Alarm bells started to ring. Within a month President Truman’s administration had placed numerous bureaucratic hurdles in Needham’s way, and had flatly refused to allow UNESCO to hand out grant moneys to any scientific unions that Washington deemed left-wing. To the surprise of very few, Needham promptly resigned, relieved to be getting back to his studies and away from the fratricidal feuding that characterized this period of the cold war.
By March 1948 he was in Cambridge, and the only souvenir of his time in Paris was an immense oak directors’ desk, ornamented with gold anchors at the corners. It had belonged to a German admiral, who had been based at the Majestic and had been in charge of Axis naval operations during the war. Needham had done his UNESCO paperwork at this magnificently Teutonic piece of furniture, and Julian Huxley agreed it should be sent back to Cambridge with him, in gratitude, and as a memento.

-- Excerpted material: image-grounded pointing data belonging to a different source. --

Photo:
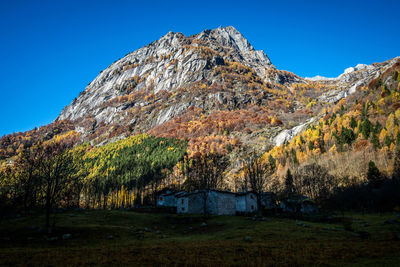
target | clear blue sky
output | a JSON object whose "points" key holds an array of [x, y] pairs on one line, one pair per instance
{"points": [[50, 50]]}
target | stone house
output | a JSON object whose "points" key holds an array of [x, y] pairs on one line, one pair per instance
{"points": [[168, 198], [268, 200], [299, 204], [217, 202], [246, 202]]}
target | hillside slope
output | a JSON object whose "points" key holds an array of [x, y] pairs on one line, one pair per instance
{"points": [[215, 90]]}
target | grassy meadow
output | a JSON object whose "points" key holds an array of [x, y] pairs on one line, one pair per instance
{"points": [[104, 238]]}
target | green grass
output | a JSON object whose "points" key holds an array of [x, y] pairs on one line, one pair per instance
{"points": [[221, 243]]}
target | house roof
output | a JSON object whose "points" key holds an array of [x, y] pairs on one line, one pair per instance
{"points": [[245, 193]]}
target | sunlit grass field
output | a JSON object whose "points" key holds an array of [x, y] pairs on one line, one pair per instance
{"points": [[128, 238]]}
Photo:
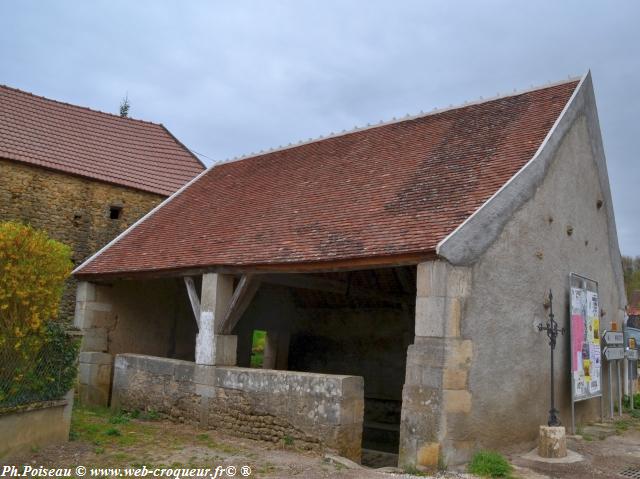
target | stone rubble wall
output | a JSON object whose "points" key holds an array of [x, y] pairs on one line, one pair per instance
{"points": [[314, 411]]}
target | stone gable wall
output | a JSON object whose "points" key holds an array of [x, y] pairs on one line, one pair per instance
{"points": [[72, 209]]}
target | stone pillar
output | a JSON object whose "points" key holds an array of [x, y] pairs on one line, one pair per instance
{"points": [[94, 382], [552, 442], [213, 348], [435, 396], [270, 350], [94, 316]]}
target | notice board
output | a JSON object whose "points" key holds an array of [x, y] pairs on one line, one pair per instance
{"points": [[584, 326]]}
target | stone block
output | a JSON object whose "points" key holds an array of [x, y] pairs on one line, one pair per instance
{"points": [[431, 279], [454, 316], [430, 316], [95, 357], [204, 374], [85, 291], [428, 454], [159, 366], [224, 350], [102, 319], [459, 353], [84, 372], [351, 411], [184, 371], [456, 401], [552, 442], [453, 378], [459, 282], [352, 387], [205, 391]]}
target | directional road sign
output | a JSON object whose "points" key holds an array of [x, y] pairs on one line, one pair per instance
{"points": [[613, 353]]}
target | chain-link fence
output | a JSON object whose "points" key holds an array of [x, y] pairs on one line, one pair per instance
{"points": [[37, 367]]}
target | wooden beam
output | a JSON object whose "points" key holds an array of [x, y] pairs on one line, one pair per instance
{"points": [[304, 281], [193, 297], [242, 296]]}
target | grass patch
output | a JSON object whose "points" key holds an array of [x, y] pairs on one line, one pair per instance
{"points": [[257, 348], [490, 464], [413, 471]]}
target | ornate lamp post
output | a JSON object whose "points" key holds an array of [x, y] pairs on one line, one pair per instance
{"points": [[552, 331]]}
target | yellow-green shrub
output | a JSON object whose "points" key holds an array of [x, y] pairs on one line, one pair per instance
{"points": [[37, 357], [33, 268]]}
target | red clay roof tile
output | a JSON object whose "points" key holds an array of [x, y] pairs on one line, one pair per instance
{"points": [[90, 143], [387, 191]]}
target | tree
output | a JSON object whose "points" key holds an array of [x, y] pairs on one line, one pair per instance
{"points": [[124, 107]]}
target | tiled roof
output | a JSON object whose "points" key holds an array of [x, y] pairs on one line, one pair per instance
{"points": [[93, 144], [389, 191]]}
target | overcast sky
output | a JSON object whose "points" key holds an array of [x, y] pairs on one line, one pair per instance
{"points": [[229, 78]]}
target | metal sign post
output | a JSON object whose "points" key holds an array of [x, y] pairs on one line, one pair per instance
{"points": [[614, 351], [584, 342], [552, 330]]}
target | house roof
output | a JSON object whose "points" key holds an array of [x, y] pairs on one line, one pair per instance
{"points": [[380, 195], [93, 144]]}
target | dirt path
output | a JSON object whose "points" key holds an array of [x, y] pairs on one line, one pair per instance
{"points": [[101, 439]]}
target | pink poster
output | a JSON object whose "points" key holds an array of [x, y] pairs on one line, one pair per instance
{"points": [[577, 331]]}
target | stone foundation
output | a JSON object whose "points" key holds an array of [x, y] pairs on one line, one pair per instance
{"points": [[315, 411], [34, 425]]}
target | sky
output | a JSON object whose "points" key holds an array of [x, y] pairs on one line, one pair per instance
{"points": [[234, 77]]}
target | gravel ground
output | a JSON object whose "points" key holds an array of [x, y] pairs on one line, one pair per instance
{"points": [[100, 439]]}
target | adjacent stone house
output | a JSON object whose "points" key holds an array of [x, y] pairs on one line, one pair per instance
{"points": [[399, 270], [84, 176]]}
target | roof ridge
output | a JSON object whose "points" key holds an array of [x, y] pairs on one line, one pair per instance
{"points": [[113, 115], [395, 120]]}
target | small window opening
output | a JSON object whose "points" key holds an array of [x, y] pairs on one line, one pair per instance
{"points": [[115, 212], [257, 348]]}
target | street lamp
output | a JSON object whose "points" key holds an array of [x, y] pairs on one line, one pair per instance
{"points": [[552, 330]]}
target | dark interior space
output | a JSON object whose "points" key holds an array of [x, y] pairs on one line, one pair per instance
{"points": [[354, 323]]}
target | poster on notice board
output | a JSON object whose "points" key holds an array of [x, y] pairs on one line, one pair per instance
{"points": [[586, 358]]}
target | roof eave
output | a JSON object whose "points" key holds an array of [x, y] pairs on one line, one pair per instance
{"points": [[465, 244]]}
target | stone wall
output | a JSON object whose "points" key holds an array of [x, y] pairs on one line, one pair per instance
{"points": [[478, 373], [367, 342], [72, 209], [313, 410], [561, 230]]}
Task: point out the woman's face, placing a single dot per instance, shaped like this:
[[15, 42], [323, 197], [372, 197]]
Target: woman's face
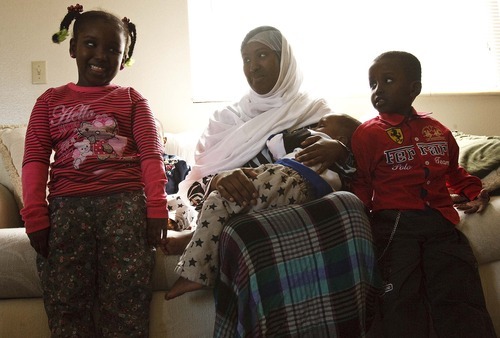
[[261, 66]]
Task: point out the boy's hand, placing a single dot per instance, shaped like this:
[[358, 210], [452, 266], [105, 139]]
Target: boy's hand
[[39, 240], [318, 150], [157, 231], [477, 205]]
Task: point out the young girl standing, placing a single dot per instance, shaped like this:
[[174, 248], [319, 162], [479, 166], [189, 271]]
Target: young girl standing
[[105, 211]]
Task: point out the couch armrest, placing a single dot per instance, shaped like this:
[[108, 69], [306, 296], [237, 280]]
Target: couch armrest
[[9, 211], [18, 273]]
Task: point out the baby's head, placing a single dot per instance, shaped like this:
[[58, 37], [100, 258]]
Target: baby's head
[[395, 82], [338, 127]]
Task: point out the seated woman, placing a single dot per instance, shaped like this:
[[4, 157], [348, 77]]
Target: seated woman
[[310, 272]]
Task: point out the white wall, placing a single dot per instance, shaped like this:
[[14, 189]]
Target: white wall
[[161, 71]]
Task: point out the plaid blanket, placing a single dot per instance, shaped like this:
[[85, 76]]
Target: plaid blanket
[[298, 271]]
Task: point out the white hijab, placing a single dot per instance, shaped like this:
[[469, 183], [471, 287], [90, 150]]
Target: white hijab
[[237, 133]]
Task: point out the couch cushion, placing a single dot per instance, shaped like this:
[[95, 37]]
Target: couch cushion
[[9, 212], [483, 231]]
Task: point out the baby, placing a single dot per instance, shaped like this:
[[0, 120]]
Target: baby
[[284, 182]]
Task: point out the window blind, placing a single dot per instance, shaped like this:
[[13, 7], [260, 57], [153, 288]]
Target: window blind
[[457, 42]]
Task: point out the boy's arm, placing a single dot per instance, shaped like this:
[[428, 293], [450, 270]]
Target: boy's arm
[[460, 182], [361, 184], [477, 205]]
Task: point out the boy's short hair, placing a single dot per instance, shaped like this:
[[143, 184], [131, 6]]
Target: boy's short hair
[[409, 62]]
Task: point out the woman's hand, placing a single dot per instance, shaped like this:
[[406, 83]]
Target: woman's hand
[[318, 150], [235, 186], [39, 240], [477, 205], [157, 231]]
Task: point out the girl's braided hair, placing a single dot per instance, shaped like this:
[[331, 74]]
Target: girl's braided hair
[[75, 13]]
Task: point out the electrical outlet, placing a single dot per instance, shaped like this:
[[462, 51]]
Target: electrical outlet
[[38, 72]]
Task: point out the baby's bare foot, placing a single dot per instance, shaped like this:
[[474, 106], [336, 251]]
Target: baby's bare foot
[[177, 241], [181, 286]]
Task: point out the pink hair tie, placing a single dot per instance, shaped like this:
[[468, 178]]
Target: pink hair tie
[[76, 8]]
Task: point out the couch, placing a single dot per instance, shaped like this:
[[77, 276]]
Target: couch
[[191, 315]]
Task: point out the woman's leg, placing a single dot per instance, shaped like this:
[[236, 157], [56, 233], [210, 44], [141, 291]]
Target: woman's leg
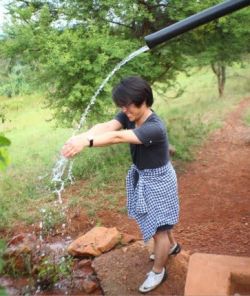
[[171, 237], [161, 249]]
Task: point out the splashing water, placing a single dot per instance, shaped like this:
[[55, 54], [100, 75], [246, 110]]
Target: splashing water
[[63, 163]]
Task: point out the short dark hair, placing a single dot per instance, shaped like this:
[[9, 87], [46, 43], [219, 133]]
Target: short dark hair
[[132, 89]]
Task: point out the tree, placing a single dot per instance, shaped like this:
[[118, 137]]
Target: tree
[[220, 43], [72, 45]]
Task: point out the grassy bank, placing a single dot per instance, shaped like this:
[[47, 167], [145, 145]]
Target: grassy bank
[[36, 144]]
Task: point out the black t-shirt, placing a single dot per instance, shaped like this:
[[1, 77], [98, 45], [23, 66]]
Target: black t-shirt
[[153, 152]]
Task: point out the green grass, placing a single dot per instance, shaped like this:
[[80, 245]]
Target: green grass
[[33, 151], [24, 187], [247, 117]]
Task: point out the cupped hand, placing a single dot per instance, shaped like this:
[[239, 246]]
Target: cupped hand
[[74, 145]]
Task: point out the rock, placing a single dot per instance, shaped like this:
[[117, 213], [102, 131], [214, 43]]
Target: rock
[[95, 242], [121, 273], [127, 238], [89, 286], [84, 263]]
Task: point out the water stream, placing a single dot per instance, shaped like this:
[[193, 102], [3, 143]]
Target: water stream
[[63, 165]]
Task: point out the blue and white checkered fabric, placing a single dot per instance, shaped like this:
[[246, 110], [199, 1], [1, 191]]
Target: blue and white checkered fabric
[[153, 202]]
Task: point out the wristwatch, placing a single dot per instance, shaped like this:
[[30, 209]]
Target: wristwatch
[[91, 140]]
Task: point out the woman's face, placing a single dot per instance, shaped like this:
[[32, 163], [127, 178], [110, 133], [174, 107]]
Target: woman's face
[[133, 112]]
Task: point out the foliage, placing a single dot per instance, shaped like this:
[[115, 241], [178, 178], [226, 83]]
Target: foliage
[[2, 250], [51, 270], [51, 218], [4, 156], [219, 43], [247, 117], [72, 45]]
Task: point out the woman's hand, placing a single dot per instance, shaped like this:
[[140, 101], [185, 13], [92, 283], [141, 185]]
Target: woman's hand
[[74, 145]]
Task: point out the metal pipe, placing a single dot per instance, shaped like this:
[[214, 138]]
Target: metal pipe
[[194, 21]]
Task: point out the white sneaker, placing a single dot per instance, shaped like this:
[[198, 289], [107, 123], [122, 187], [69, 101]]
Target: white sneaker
[[176, 248], [153, 280]]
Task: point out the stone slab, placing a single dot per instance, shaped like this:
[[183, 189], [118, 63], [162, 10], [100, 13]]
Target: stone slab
[[210, 274]]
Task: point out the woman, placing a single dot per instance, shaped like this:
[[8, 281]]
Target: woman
[[152, 197]]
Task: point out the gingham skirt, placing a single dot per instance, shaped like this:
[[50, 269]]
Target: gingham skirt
[[153, 202]]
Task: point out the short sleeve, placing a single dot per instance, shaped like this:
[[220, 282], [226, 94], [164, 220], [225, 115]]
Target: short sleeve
[[150, 133]]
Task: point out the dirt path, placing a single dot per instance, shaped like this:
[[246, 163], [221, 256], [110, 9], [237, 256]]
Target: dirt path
[[215, 192], [215, 212]]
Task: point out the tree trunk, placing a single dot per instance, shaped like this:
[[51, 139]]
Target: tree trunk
[[219, 70]]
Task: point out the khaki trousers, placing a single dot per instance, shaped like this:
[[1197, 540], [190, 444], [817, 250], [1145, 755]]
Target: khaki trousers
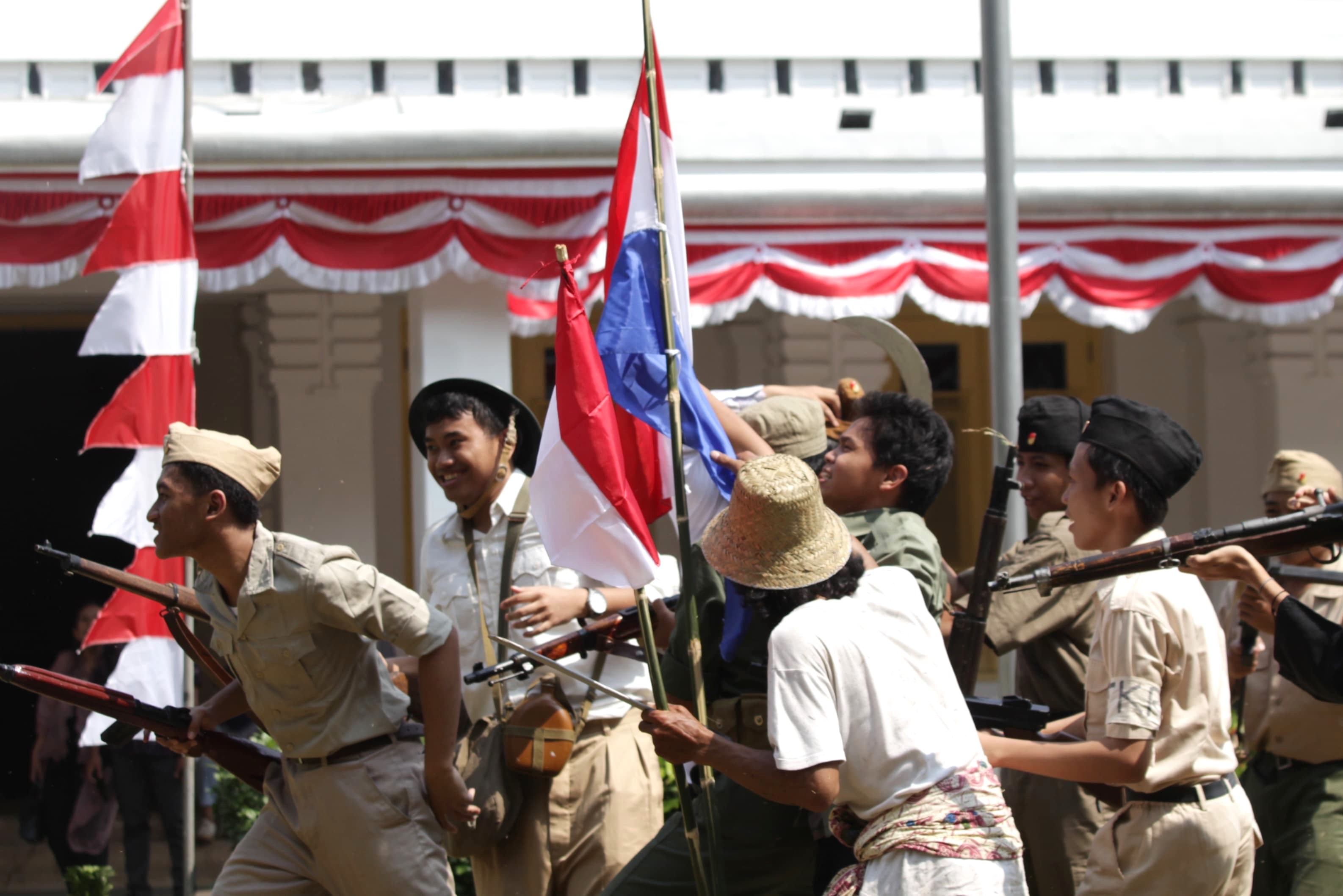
[[1176, 849], [356, 828], [1057, 824], [579, 828]]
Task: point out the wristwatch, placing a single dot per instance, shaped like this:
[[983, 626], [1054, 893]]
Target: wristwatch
[[597, 605]]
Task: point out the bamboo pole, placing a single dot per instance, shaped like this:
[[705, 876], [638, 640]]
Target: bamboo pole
[[673, 358]]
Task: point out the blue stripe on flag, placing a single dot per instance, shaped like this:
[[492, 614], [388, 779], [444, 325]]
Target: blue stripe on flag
[[630, 340]]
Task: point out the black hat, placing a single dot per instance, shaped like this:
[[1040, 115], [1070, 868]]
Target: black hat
[[1147, 438], [493, 398], [1051, 423]]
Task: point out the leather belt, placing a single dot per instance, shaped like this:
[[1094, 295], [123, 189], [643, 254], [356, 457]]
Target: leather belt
[[352, 751], [1186, 793]]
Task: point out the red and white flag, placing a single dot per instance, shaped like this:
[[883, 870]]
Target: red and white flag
[[149, 312], [598, 481]]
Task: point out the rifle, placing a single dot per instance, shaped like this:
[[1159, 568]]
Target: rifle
[[609, 634], [967, 629], [243, 758], [1311, 527]]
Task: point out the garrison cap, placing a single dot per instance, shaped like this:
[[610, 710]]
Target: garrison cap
[[1051, 423], [1147, 438], [503, 404], [1290, 470], [790, 425], [253, 468]]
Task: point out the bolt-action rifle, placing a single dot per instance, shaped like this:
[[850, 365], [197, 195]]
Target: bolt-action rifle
[[243, 758], [1311, 527], [609, 634]]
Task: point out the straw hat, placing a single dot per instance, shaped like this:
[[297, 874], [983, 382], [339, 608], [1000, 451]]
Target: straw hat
[[777, 532]]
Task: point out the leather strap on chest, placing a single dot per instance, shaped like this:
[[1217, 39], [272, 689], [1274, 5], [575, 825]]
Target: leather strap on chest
[[516, 517]]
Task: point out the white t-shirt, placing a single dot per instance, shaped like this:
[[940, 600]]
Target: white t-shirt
[[865, 682]]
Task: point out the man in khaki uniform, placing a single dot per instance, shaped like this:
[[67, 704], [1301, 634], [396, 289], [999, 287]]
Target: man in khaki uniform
[[1158, 700], [1051, 636], [297, 621], [1295, 777], [578, 828]]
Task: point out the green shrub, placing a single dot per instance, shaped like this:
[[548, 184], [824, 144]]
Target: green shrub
[[89, 880]]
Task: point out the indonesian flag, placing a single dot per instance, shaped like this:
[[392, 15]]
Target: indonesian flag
[[149, 312], [598, 480]]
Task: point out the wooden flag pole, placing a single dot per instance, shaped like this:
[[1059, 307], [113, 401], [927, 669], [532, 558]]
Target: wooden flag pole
[[683, 517]]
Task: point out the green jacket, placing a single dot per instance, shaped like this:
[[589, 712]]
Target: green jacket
[[903, 539]]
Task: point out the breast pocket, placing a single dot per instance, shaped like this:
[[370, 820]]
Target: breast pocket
[[279, 664]]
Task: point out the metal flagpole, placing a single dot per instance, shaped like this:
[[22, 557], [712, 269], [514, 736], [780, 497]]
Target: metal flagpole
[[683, 517], [188, 776], [1001, 225]]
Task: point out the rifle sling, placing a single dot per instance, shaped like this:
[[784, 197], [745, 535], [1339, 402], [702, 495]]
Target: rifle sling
[[516, 517]]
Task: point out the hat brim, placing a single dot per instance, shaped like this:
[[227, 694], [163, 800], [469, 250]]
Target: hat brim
[[739, 558], [503, 404]]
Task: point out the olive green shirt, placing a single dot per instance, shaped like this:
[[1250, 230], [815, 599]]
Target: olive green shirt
[[903, 539], [1052, 634], [303, 636]]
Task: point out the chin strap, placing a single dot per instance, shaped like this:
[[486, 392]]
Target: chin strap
[[500, 470]]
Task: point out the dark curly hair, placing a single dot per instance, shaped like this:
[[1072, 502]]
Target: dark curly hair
[[907, 431], [774, 605], [1113, 468]]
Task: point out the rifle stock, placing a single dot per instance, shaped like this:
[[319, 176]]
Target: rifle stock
[[605, 636], [1267, 536], [243, 758]]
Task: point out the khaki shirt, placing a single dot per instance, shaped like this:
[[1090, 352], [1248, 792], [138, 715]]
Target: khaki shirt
[[301, 641], [903, 539], [1158, 672], [1279, 716], [1052, 634]]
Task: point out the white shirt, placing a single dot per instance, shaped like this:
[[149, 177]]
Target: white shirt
[[446, 585], [865, 682]]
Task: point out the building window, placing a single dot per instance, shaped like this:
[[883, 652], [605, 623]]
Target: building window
[[851, 76], [943, 360], [715, 76], [1047, 76], [1044, 366], [240, 75]]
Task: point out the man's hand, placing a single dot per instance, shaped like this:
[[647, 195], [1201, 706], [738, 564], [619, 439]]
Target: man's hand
[[829, 398], [543, 608], [677, 735], [449, 796], [1235, 661]]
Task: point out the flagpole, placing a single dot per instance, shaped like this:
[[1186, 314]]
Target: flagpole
[[188, 178], [683, 516]]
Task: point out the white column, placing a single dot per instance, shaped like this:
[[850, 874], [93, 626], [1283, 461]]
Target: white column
[[454, 329], [324, 365]]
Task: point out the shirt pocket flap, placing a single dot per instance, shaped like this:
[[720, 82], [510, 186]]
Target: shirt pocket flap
[[285, 652]]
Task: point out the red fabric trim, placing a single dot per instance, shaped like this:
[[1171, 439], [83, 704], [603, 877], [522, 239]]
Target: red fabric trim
[[149, 225], [155, 52], [621, 457], [160, 391], [127, 617]]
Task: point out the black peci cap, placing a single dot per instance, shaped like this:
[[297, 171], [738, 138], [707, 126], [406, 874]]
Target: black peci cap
[[1147, 438], [1051, 423], [503, 404]]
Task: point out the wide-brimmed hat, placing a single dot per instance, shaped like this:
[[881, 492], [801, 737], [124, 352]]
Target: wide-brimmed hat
[[777, 531], [493, 398]]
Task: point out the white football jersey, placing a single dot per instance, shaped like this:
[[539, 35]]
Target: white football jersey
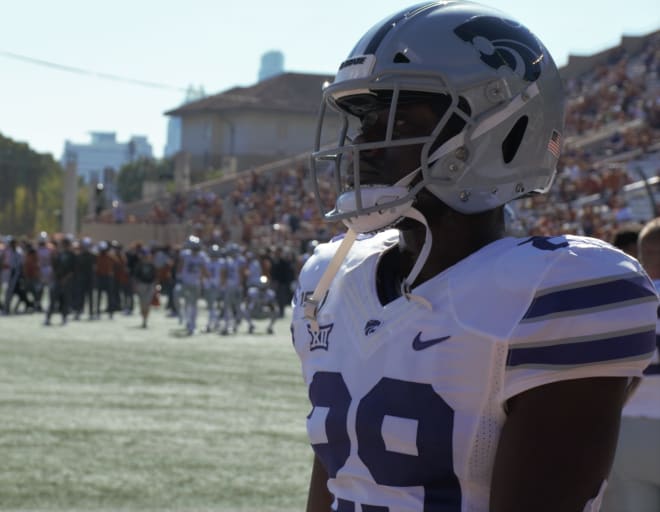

Now he was back in his university, with his wife and his mistress on hand, and his mass of books beginning to trickle in from China. His love for his Chinese muse was now fully settled, his obsession with China was firmly held, and he would now start to implement the task that would define the remainder of his life.
Spring was just beginning, a time when Cambridge is at its prettiest, a time of freshness and new beginnings. He thought it perfectly appropriate that he was back, away from the grim infighting of Paris. Now he could immerse himself in the joys of scholarship. His traveling—the first phase of his research—was over. Now it was time to begin his mission—to create the volumes that he felt sure would put China’s reputation in its properly deserved place in the pantheon of the world’s leading nations. It was time for his book to be born.